Martedi, 22/12/2020 - I pescatori di Mazara sono tornati a casa dalla Libia di Haftar, dopo 108 giorni, accompagnati da molteplici commenti e sentimenti, testimoni di giorni di prigionia descritti come violenti e umilianti. Sono stati protagonisti ,al di là delle loro volontà, di avvenimenti politici di dimensione non solo europea ma internazionale, 'consegnati' addirittura dal Presidente del consiglio Conte e dal Ministro degli esteri Di Maio da Haftar, sollevando polemiche e interrogativi pesanti sul comportamento dell’Italia e su possibili retroscena.
Lasciando a ben altri commentatori di proseguire o silenziare l’analisi degli eventi, c’è una storia nella storia su cui mi sembra interessante soffermarsi per evidenziarla e rifletterci.
La storia è quella delle donne - madri, mogli e figlie - dei 18 pescatori dell’Antartide e del Medinea, i due pescherecci, e della loro scesa in campo, unite come una falange impenetrabile. Donne di età, ruoli, nazionalità molteplici, ma unite da un collante formidabile e inscindibile: far tornare i loro uomini a casa. Unite da una mitologica interpretazione del lavoro di cura.
"La mia guerriera", ha definito sua moglia con orgoglio uno dei 18 pescatori, intervistato seduto sul divano, abbracciandola.
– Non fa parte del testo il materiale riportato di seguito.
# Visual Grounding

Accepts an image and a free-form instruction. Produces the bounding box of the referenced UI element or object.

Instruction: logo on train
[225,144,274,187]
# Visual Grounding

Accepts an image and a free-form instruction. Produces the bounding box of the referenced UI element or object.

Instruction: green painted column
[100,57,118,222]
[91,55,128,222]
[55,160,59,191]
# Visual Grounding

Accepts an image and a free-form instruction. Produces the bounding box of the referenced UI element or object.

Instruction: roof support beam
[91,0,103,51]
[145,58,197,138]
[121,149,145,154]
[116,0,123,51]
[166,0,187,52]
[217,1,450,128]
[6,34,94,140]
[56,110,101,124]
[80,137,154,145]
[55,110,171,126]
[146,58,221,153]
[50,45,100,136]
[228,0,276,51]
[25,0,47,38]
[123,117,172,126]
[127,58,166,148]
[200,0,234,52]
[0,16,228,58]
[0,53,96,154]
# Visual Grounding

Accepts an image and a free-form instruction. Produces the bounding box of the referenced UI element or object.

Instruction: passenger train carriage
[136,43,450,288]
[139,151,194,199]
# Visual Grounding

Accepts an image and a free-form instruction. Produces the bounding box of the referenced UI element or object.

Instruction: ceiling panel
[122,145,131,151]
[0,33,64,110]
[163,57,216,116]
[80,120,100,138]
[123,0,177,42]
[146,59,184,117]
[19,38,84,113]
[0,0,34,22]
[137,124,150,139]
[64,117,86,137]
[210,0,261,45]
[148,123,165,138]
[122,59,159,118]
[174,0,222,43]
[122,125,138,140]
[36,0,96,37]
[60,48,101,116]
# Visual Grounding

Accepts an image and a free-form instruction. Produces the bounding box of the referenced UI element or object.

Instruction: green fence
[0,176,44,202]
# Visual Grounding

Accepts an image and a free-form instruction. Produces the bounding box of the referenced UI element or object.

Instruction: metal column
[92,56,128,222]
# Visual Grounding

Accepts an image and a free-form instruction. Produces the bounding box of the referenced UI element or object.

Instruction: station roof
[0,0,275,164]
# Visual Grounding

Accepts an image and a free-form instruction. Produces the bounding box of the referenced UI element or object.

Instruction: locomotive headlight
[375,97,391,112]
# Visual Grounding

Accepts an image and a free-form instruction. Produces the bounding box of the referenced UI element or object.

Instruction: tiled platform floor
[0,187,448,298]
Un'immagine eloquente, lui di nuovo al caldo della sua famiglia e contornato dall’albero, simbolo di questo strano ma, per quelle famiglie, felicissimo Natale.
Non avendo chi scrive mai avuto consuetudini col mondo della pesca, pur tuttavia rileva riferimenti culturali universalmente noti che aiutano e stimolano a riflettere.
La pesca o la marineria, come viene definita la professione dei lavoratori del mare, porta gli uomini (perché ancora oggi ne sono loro i sostanziali protagonisti), per lunghi periodi e giorni infiniti lontano da casa. Le famiglie, le donne coi figli e gli anziani che a loro volta quasi sempre sono stati pescatori, attendono ogni volta e quasi sempre con un sottofondo d’ansia il ritorno dei pescherecci. Ansia perché il mare non è mai un luogo davvero sicuro. Non è casuale che fra le donne di Mazara in guerra per i loro cari abbiamo imparato a conoscere, fra le altre, mamma Rosetta che all’angoscia che le univa tutte lei raddoppiava perché di figlio in mare come pescatore ne aveva già perso uno.
Ed eccole queste donne sulle quali si sofferma il pensiero, donne che dopo il fatidico 1° settembre 2020 - data del sequestro - e passato il primo sbigottimento e azzerata la speranza che come altre volte venissero rilasciati in pochi giorni, hanno partecipato in massa alle manifestazioni organizzate a Mazara. Poi sono scese in campo "in proprio": si sono organizzate e hanno messo in atto la loro battaglia. E allora eccole, giorni e giorni insieme e a turno come presidio davanti al Parlamento, contando - si può dare per scontato- su altre donne che a casa garantivano la cura quotidiana di ragazzi e anziani.
Presenti in trasmissioni, in una infinità di canali, sottoposte a interviste spesso difficili per le domande impegnative sulla politica, su quanto pensassero o sapessero delle azioni del governo, angosciate da non riuscire a sentire al telefono i loro cari, ma sempre agguerrite, raccontando e rivendicando la vita, la fatica, ma anche l’orgoglio di un lavoro - la pesca - che nonostante l’importanza che dovrebbe vedersi riconosciuta in una penisola come l’Italia è molto ignorato e sconosciuto rispetto alle molteplici professionalità che vanta, alle difficoltà e rischi che comporta.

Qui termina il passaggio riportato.